Lorsqu’elle a analysé les données de séquençage génétique de pointe de tissus et de cellules humaines, elle a trouvé 125 instances sur 99 gènes.
Un bris d'antenne
Pasquesi et Chuong se sont concentrés sur une variante du récepteur 2 de l'interféron (IFNAR2) – ; une protéine essentielle qui agit comme une antenne cellulaire pour l'interféron, activant d'autres gènes qui combattent les infections et le cancer. Ils ont découvert que la nouvelle variante « courte » pouvait détecter l’interféron, mais qu’il lui manquait les pièces nécessaires à la transmission du signal.
Étonnamment, elle était présente dans toutes les cellules et souvent plus abondante que la protéine normale, ce qui suggère qu’elle jouait un rôle important dans l’immunité.

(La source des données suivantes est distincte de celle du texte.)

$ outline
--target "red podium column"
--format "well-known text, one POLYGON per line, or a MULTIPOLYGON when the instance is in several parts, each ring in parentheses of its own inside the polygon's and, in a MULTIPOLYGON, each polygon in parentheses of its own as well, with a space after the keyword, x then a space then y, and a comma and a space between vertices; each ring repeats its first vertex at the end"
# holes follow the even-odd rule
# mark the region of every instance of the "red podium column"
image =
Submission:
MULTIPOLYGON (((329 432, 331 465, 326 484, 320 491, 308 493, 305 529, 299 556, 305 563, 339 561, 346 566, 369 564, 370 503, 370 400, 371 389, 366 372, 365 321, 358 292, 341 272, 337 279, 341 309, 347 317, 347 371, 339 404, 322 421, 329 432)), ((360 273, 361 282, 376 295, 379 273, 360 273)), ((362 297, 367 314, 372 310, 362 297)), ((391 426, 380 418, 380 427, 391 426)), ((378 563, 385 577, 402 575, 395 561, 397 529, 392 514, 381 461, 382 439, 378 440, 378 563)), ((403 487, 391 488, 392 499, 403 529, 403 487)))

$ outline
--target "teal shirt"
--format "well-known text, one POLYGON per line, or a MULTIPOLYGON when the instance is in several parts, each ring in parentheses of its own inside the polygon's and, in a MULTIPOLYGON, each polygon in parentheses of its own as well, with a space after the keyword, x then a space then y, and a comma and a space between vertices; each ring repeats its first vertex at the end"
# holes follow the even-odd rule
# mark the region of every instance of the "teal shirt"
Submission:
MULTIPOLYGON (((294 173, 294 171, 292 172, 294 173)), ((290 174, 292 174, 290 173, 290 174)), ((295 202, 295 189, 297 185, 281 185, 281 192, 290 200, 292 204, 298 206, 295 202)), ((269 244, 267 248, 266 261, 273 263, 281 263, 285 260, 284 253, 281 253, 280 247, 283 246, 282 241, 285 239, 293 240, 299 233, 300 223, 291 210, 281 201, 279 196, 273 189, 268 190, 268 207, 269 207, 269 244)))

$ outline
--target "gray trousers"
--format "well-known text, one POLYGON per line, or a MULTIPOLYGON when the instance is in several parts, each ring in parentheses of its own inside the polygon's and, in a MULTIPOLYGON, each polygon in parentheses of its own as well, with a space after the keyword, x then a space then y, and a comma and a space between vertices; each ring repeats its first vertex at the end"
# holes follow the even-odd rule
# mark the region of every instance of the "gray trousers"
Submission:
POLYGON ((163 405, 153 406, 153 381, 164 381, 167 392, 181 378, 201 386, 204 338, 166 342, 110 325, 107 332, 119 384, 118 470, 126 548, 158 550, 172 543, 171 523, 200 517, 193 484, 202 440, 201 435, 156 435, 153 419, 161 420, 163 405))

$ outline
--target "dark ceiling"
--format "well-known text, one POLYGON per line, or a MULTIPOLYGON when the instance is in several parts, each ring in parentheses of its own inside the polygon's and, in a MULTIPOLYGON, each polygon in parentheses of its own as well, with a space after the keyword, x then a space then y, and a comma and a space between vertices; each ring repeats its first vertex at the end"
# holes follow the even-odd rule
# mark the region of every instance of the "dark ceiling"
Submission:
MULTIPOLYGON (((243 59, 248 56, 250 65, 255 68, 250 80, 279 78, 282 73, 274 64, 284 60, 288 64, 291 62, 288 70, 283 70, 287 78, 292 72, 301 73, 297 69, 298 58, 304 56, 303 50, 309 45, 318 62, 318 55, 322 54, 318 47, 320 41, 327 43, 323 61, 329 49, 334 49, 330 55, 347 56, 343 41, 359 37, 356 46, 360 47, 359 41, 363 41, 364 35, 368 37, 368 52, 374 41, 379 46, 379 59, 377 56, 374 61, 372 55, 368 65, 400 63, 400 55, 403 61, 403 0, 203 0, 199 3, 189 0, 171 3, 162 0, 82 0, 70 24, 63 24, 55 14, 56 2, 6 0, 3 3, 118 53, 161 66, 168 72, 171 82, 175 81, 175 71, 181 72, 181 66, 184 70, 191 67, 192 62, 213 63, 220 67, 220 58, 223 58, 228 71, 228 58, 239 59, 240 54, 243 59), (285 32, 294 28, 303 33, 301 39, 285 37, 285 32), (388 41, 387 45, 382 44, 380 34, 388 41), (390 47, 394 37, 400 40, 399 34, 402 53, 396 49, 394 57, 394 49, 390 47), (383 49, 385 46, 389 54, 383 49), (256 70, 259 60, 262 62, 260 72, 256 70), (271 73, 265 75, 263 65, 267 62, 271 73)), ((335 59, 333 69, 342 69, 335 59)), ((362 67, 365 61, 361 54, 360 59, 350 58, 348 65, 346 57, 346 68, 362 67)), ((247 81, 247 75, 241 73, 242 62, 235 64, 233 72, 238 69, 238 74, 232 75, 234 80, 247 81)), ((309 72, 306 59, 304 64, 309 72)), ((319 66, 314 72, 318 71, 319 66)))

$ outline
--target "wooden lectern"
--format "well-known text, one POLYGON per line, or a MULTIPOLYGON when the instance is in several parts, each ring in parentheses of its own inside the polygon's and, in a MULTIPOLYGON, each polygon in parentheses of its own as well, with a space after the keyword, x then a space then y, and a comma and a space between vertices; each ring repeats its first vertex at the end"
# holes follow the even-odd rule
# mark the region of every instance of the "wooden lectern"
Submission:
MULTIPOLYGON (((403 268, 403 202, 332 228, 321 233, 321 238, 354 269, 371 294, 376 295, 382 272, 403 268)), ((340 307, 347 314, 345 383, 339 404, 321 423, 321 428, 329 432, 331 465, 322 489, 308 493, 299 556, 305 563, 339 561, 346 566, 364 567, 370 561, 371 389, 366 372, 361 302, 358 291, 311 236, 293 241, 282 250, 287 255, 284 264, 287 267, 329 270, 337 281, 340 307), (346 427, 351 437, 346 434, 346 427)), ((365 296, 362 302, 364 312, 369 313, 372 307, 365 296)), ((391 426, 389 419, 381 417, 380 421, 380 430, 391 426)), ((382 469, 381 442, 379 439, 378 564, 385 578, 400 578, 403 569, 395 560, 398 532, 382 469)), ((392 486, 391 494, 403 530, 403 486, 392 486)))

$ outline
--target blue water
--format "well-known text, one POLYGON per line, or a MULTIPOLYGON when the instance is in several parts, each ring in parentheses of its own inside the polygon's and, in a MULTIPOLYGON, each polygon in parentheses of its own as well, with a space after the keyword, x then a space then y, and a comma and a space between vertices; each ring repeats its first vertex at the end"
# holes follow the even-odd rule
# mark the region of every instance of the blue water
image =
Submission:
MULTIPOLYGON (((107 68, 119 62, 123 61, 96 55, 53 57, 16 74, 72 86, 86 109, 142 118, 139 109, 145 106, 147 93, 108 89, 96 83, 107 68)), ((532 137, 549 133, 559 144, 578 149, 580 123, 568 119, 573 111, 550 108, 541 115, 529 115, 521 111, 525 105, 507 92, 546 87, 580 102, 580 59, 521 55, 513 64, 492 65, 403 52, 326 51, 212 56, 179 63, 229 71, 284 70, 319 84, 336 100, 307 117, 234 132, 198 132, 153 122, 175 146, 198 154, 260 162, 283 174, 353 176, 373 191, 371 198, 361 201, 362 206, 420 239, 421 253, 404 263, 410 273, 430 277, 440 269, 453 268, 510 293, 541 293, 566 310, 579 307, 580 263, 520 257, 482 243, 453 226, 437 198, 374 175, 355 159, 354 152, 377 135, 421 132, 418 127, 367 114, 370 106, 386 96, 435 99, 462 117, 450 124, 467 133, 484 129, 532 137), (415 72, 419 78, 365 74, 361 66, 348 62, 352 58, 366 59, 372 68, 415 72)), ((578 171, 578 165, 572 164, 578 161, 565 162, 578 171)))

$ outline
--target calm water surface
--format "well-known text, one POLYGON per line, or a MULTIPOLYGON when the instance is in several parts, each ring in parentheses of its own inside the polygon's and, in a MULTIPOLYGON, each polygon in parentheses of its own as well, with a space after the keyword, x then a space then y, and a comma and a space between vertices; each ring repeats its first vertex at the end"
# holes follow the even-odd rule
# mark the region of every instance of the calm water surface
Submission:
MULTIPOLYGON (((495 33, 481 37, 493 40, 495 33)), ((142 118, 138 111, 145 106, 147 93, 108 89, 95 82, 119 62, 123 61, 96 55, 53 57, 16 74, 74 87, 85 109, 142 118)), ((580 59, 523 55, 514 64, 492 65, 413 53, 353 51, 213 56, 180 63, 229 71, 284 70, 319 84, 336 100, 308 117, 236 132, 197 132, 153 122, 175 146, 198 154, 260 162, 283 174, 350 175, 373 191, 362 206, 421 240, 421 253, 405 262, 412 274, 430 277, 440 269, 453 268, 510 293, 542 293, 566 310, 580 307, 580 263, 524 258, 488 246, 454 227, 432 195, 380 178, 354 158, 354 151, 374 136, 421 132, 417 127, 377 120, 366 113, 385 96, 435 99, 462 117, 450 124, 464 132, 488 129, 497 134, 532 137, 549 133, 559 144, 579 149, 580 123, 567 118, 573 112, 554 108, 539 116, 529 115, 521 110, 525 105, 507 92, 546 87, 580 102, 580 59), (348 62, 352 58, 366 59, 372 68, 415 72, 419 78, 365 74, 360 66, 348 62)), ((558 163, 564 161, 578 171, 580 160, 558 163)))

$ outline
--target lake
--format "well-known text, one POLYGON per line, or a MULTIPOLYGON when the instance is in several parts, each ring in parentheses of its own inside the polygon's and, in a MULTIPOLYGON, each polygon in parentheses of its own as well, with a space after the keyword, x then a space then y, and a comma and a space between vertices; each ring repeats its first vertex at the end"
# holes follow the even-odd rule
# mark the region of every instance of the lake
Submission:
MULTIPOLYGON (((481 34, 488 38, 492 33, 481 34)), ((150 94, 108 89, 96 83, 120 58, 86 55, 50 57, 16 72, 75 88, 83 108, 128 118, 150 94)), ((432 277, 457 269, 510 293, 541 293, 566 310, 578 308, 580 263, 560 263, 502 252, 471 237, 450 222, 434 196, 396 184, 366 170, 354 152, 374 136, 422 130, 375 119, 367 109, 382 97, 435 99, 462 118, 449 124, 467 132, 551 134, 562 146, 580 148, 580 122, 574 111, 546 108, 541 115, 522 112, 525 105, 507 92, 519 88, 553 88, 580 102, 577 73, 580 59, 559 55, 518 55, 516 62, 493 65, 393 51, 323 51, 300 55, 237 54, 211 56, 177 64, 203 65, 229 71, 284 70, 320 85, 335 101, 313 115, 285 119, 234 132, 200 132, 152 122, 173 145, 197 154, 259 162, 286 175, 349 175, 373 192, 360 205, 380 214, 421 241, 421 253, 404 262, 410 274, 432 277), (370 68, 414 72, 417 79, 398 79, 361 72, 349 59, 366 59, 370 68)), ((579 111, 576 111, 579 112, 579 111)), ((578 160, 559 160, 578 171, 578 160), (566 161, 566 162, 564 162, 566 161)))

Ils ont ensuite mené des études en laboratoire utilisant des cellules présentant différentes combinaisons des deux variétés IFNAR2. Ils les ont exposés à des défis immunitaires, notamment à des infections virales, et ont découvert que la variante courte agissait comme un « leurre » qui interfère avec la signalisation normale de l'IFNAR2. Lorsqu’ils ont retiré la variante courte du génome, les cellules sont devenues beaucoup plus sensibles à l’interféron, avec des réponses immunitaires plus fortes contre les virus, notamment le SRAS-CoV-2 et le virus de la dengue.
Les résultats suggèrent que l’équilibre entre les variantes d’IFNAR2 agit comme un « cadran de réglage » pour contrôler la force de la signalisation immunitaire, et cela peut varier d’une personne à l’autre. Les personnes qui expriment des niveaux anormalement élevés de variant pourraient être plus sensibles aux infections graves, tandis que les personnes exprimant de faibles niveaux peuvent souffrir d’inflammation chronique, de problèmes auto-immuns comme le psoriasis ou le syndrome du côlon irritable, ou de Long COVID.
« Il est bien connu que différents individus présentent des différences dans leurs réponses immunitaires, mais les raisons sont encore mal comprises. Nous avons découvert un nouveau cadran de contrôle qui pourrait être à l'origine d'une partie de cette variation », a déclaré Chuong.
L’équipe a déposé un brevet provisoire et a commencé à développer et tester des composés pour cibler thérapeutiquement le cadran.
Dans une perspective plus large, ils pensent que l’histoire d’IFNAR2 n’est que la pointe de l’iceberg et que de nombreuses autres fonctions immunitaires pourraient être régulées par ces auto-stoppeurs génomiques longtemps ignorés.
« Nos résultats suggèrent que l'étude des recoins sombres du génome est essentielle pour faire de nouvelles découvertes visant à améliorer la santé humaine », a déclaré Chuong.